God Bless!:thumbsup:


It's been almost 40 years since I took the missionary discussions but I'll put in my two cents anyway.  The argument above leads into a look at what they called "earmarks" of the early church.  They then point out that the EC had apostles and prophets and present churches don't.  The problem with this claim is that they redefine the role of apostles and prophets.  Apostle means someone who is sent out.  Paul defined himself as an apostle because he traveled into areas where the gospel hadn't been preached.  There apostles go to the air conditioned office everyday.  Prophets had many functions in the OT.  Non oif these functions are performed by their present day prophet.

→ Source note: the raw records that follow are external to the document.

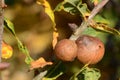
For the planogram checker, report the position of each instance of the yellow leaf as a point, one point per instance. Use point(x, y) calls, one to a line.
point(55, 39)
point(48, 10)
point(7, 51)
point(40, 63)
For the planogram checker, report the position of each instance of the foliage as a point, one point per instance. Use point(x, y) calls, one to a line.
point(99, 27)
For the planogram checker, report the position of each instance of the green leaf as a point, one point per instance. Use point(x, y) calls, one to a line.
point(90, 74)
point(73, 7)
point(53, 78)
point(99, 19)
point(105, 28)
point(9, 26)
point(95, 33)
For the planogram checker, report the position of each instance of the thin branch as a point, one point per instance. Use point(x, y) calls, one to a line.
point(1, 25)
point(84, 24)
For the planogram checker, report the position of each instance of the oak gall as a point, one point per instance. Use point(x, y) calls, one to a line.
point(66, 50)
point(90, 49)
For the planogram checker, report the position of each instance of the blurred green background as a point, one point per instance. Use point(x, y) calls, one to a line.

I tend to agree with you. If they claim that the early Church had apostles and prophets, and no church has them now (except there’s, so the thinking goes, ignoring other churches, including some within the Mormon umbrella that make the same claim as them), then they need to point out how the their modern day apostles and prophets function just like the ancient ones.

From the Catholic perspective, this of course is a non-issue. Although Catholics do not refer to their leaders as “Apostles” per se (though one of the titles of the Pope, regarded as successor of the Apostle Peter, is “Prince of the Apostles”), we do regard the Bishops as being successors of the Apostles, holding the same “apostolic authority” that they did. Further, Catholicism accepts the reality of visions, Heavenly visitations, etc to people, who can be regarded as prophets and prophetesses, though none of these revelations would ever supplant God’s self-revelation in Jesus Christ (and of course the inspiration and guidance that comes from God to us individually, as well as the Spirit guiding the Church always). The Heavens were never closed for Catholics.

And yes, the first thing that caused me to become disillusioned in the LDS faith was whether or not the current prophets, seers, and revelators functioned like the Biblical ones, or even like Joseph Smith.

Is the Prophet a Prophet?-Two Interesting Articles

In a nutshell, the need for “revelation” or “prophecy” (as claimed by LDS) became a moot point after Jesus Christ, the only Son of God, was revealed as such, and all prophecies regarding His coming were fulfilled by Him. The LDS fail to understand the purpose of revelation in the Old Testament. They erroneously believe that it has to continue in the same way in the modern age, which is completely unnecessary since the purpose of revelation was already fulfilled.

Thank you for clarifying. Googling “catholic partial apostasies” doesn’t yield anything meaningful along those lines (with the exception of your very comment.)

That would be because “partial apostasies” isn’t a technical term (I don’t believe I claimed it was).

However, it is readily apparent that Catholic theology maintains that though there may be apostasies from the Church (the Catechism gives the technical Catholic understandings of apostasy, schism, and heresy), the Church itself, as the very Body of Christ, with Him at its head, guided by the Holy Spirit, can never apostatize, and that there had been an unbroken succession of apostolic authority since Christ established His Kingdom.